The lecturer is brief on why the field moved. The widely-cited explanation in the literature is that pre-norm keeps the residual stream’s magnitude better controlled as networks get deeper.
LayerNorm: per-token normalization that subtracts the mean of a vector’s components, divides by the standard deviation, then applies learnable rescale (gamma) and shift (beta).
RMSNorm (Root Mean Square Normalization): per-token normalization that divides a vector by the root mean square of its components, then applies learnable rescale (gamma) only. No mean subtraction, no shift.
BatchNorm: normalization across the batch dimension; each component normalized against the same component in other vectors in the batch. Common in CV; not used in transformers.
Post-norm: the original 2017 transformer’s placement: LayerNorm(x + SubLayer(x)). LayerNorm sits after the residual addition.
Pre-norm: the modern placement: x + SubLayer(LayerNorm(x)). LayerNorm sits before the sub-layer.
Sub-layer: in a transformer block, either the attention layer or the feed-forward network.

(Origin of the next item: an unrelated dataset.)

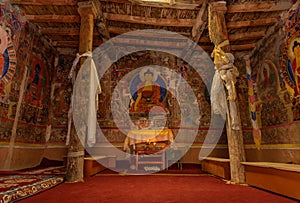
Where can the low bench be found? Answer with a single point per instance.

Internal covariate shift: the keyword the literature uses for the underlying problem normalization addresses. The distribution of activations shifts as the network trains, making the next layer’s job harder.
Gamma, beta: learnable per-component parameters in LayerNorm (rescale and shift). RMSNorm keeps gamma, drops beta.
LayerNorm rescales the activations. Pre-norm moves where it sits. RMSNorm changes what it computes.